Speaking for the motion “Is the auditor a bigger threat to information security than the cybercriminal,” Paul Simmonds, board member of the Jericho Forum, argued that auditors are incentivised to maximise their billable hours, and so to find faults in the companies they are auditing.
This, in turn, can lead to a checklist or flowchart approach that is often based on outdated, and irrelevant security practices. Worse still, companies can be force to address perceived shortcomings in order to clear audit points, diverting time and resources from tackling the real security threats.
Opposing the motion, Jitender Arora, senior programme manager for security and risk at GE Capital Europe, argued that auditors were stakeholders that shared a similar set of objectives to him: protecting the business. Security professionals should work with both internal and external auditors to identify any vulnerabilities or risks, and to ensure that they are addressed.
The shared objective, he pointed out, was to detect, deter and block cybercriminals. Companies should draw on all the resources at their disposal to combat attacks, he suggested. Internal audit, in particular, can be a freely available resource to draw on to identify, and help to lock down vulnerabilities.
None the less, Simmonds argued that auditors often emphasise the wrong measures.
“Irrelevant audit points get escalated so they have to be fixed tomorrow. Clearing audit points becomes the priority rather than fixing holes hackers can walk though,” he said.

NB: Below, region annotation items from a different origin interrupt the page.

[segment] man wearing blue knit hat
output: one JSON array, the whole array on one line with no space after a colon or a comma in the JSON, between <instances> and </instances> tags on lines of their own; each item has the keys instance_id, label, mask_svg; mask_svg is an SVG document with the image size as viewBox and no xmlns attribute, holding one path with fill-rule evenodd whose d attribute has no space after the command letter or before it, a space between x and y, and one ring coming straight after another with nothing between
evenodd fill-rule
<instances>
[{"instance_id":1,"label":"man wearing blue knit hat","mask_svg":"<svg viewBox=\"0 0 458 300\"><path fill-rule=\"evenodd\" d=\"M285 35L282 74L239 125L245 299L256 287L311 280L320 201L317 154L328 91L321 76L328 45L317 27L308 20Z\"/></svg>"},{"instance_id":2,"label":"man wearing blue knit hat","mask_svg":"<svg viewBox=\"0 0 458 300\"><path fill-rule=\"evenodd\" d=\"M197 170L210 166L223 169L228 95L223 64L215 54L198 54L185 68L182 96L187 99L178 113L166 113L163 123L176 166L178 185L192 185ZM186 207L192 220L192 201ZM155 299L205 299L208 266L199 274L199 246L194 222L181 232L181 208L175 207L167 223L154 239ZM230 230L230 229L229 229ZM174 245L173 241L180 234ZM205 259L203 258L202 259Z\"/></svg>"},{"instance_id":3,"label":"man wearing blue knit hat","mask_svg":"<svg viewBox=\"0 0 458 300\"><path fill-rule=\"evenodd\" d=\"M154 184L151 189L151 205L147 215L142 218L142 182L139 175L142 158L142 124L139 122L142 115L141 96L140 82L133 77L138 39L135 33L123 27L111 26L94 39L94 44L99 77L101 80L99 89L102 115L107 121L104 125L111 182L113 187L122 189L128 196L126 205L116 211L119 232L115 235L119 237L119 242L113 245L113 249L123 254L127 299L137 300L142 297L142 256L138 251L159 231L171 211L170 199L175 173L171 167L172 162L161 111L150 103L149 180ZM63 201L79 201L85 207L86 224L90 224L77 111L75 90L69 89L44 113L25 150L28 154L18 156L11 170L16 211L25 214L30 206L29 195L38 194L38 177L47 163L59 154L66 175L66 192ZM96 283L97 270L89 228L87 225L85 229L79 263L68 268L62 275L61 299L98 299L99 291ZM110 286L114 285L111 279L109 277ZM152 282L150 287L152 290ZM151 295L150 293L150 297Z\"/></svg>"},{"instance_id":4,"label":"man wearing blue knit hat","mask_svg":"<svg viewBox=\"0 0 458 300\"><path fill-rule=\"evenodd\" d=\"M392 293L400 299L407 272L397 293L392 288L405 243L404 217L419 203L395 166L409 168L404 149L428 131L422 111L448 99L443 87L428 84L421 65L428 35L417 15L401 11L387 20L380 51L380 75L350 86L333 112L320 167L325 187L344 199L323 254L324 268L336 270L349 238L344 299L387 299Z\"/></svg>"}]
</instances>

“Auditors cause more losses to companies as they are forced to put in solutions that are expensive and irrelevant to the business, taking security budget away from the things that are relevant to the business. You are unable to put in place the things that you have defined as strategic,” he added.
“If you do not want your security strategy dictated by a 1990s check list, forced to spend that hard fought-for budget on non-strategic measures, if you want to downgrade your security due to knee jerk reaction to audit points, support this,” he said.
But Arora countered: “If someone says there are problems I don’t get defensive about it. If there is trust established, we are both trying to protect what matters to us: the organisation’s interests. What we need to do is build a healthy relationship,” he said.
Summing up, debate chair Dan Houser advised: “Don’t blindly accept auditors. Work with internal audit so that an external audit doesn’t bring you surprises.”